Marshall’s Reading of Wilfred Owen’s “Mental Cases”

I chose Wilfred Owen’s poem “Mental Cases” because it forces me to confront the psychological devastation of war in a way that feels immediately unsettling. Owen does not allow the reader to look away. He shows how soldiers carried the war inside them long after the fighting ended. The poem mattered to me now because I kept thinking about how impossible it must have been for anyone to truly “survive” an experience that reshaped their minds. Reading it at the end of the semester felt appropriate because many of our course materials asked us to examine the human cost of violence, trauma, and the war systems that rotted men from the inside out. This poem felt like a clear reflection of those themes. I paired it with an image of an empty No Man’s Land because that abandoned and ruined landscape mirrors the inner emptiness Owen describes. It becomes a visual version of the mental void the soldiers lived with.

Enya Cea-Lavin’s reading of Kipling’s My Boy Jack

My Boy Jack by Kipling, read by Enya Cea-Lavin (Link to my reading)

Starting off with a lack of knowledge on The Great War to what I’ve gained now, Kipling’s poem “My Boy Jack,” is the poem that has spoken to me the most this semester. It properly executes the feeling and emotion behind the families affected from the war. 

After diving deeper with this poem in class, I got the understanding that this was a father battling with his internal self about his son’s death, and not a father speaking with someone else.

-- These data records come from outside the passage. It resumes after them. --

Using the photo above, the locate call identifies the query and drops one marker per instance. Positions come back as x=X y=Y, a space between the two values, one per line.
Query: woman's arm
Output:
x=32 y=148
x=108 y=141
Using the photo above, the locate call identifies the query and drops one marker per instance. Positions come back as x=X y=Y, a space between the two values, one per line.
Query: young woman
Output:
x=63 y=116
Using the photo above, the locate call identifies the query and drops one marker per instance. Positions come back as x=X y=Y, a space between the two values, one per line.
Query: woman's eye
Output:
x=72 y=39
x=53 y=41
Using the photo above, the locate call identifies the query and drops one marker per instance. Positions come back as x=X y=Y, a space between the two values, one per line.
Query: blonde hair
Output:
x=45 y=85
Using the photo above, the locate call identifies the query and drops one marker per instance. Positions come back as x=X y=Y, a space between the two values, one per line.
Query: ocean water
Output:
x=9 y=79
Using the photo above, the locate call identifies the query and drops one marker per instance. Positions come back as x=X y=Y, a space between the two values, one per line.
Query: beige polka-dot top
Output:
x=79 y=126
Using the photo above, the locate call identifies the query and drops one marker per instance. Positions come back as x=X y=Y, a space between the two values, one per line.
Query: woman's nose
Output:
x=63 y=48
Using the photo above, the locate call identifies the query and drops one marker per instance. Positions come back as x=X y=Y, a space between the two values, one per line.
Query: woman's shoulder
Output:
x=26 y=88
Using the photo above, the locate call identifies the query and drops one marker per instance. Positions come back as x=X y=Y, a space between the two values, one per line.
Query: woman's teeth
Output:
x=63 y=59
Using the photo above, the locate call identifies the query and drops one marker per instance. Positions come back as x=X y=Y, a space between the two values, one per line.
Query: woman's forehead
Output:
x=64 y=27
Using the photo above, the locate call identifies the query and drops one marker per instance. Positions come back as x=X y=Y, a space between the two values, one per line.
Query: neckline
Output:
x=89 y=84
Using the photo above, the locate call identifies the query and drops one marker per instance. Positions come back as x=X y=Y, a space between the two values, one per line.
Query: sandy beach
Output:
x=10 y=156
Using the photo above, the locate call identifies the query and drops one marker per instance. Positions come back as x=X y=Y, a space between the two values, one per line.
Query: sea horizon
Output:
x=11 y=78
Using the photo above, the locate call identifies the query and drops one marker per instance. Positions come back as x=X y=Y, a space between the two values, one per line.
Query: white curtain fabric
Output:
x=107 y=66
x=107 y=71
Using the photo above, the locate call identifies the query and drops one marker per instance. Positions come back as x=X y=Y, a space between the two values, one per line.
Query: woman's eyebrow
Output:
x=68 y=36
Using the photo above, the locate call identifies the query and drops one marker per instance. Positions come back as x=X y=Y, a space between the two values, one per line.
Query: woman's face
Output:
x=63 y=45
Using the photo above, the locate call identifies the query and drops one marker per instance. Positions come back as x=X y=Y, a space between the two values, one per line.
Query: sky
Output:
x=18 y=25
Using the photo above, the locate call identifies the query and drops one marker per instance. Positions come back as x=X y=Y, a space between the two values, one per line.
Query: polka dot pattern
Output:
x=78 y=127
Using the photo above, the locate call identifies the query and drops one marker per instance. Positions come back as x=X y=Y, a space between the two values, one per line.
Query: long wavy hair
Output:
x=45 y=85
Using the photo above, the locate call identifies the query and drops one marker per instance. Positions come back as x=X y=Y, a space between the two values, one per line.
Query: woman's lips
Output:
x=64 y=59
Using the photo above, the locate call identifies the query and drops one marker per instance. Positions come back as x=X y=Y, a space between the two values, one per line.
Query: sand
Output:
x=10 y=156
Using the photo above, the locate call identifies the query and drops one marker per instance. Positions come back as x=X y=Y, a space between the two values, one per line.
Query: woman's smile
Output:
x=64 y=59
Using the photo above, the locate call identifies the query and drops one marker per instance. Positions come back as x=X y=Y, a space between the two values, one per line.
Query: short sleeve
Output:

Meaning that he is the only speaker in the poem. This was a very interesting way to read the poem, as well as an interesting way to reflect the emotion and disheartening feeling behind losing someone to the war. 

 Although we get dialogue and personal thoughts/perspectives in a lot of our readings, I saw more of a connection to this simply because it was a family member coming to a realization of the truth of his son’s whereabouts. The few lines that stuck out the most to me were, 

“Oh, dear, what comfort can I find?”

None this tide,

Nor any tide,”

Realizing that the father may not be able to find comfort in his son’s death brings an extra level of sadness to the war for me. As well, this brings an extra level of humanity to the soldiers as it allows you to recognize that they are people with families that may not see their return. When reading this, I got a sense of understanding that the father is realizing he is going to miss out on all these milestones with his son that he could have had post war. 

Overall this poem spoke to me because it connects a lot of the emotions and themes we focused on in class. I came from a limited perspective but sitting in on this class, and more specifically diving into a poem like “My Boy Jack,” has given me such a better understanding by allowing me to acknowledge the emotional and metaphorical meaning behind The Great War and the families involved.